La parole au peuple, dès le 1er Mai !

Il est clair que désormais, face à l’autisme gouvernemental, c’est au peuple d’exprimer fortement sa colère, mais surtout son désir d’alternative. Le parti communiste français appelle à un grand mouvement de soutien à la proposition de loi des parlementaires du front de gauche d’amnistie sociale des combattants de l’emploi et de la justice sociale, ainsi que celle d’interdiction des licenciements boursiers. Cette mobilisation doit venir renforcer les cortèges, qui le 1er mai, défileront dans tout le pays pour défendre les droits des travailleurs.

Le 5 mai, marchons pour une 6e République libérée de la finance !

Le 5 mai, de la Bastille à la Nation, la marche citoyenne à l’appel du Front de gauche doit être un moment fort de la mobilisation pour l’amnistie sociale.

Seule la mobilisation citoyenne et populaire peut contraindre le gouvernement à faire machine arrière !

Focus : Les syndicalistes de l’usine Goodyear d’Amiens subissent la répression syndicale du gouvernement.



Depuis le 23 avril dernier, 4 salariés du site menacé de fermeture ont été sont cités à comparaître devant le tribunal le 16 septembre.
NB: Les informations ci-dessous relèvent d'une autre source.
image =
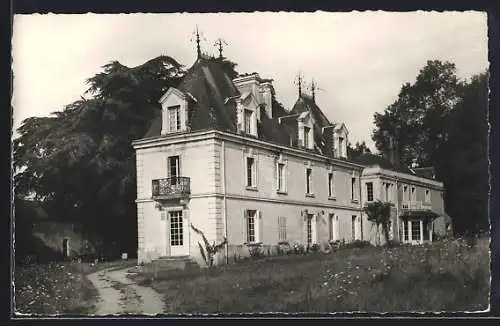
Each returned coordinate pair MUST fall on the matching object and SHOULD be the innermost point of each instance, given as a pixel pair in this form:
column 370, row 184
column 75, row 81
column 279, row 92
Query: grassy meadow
column 448, row 275
column 57, row 288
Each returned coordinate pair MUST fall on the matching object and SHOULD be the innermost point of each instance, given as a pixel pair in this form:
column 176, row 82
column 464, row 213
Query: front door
column 416, row 234
column 179, row 245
Mickaël Wamen, leader CGT de Goodyear, fustige « la répression syndicale du gouvernement ». Virgilio Motta da Silva, de SUD, estime quant à lui que la violence est mise sur le dos des salariés « On avait des comptes à régler avec Goodyear qui supprime 1 175 emplois, pas avec les forces de l’ordre. »

La colère des salariés est à mettre en contexte avec la violence des propos du PDG de Goodyear envers ses salariés. Nous reproduisons ci-dessous la lettre qu’il adressait au ministre du redressement productif le 8 fevrier dernier. Dans cette lettre le patron pourfendait les salariés de Goodyear, affirmant qu’il ne travaillait que 3h par jour.

En refusant d’amnistier les salariés, le gouvernement apporte son eau aux moulins des discours patronaux parfois haineux, et pourtant fustigés par le ministre Arnaud Montebourg il y a moins d’un mois.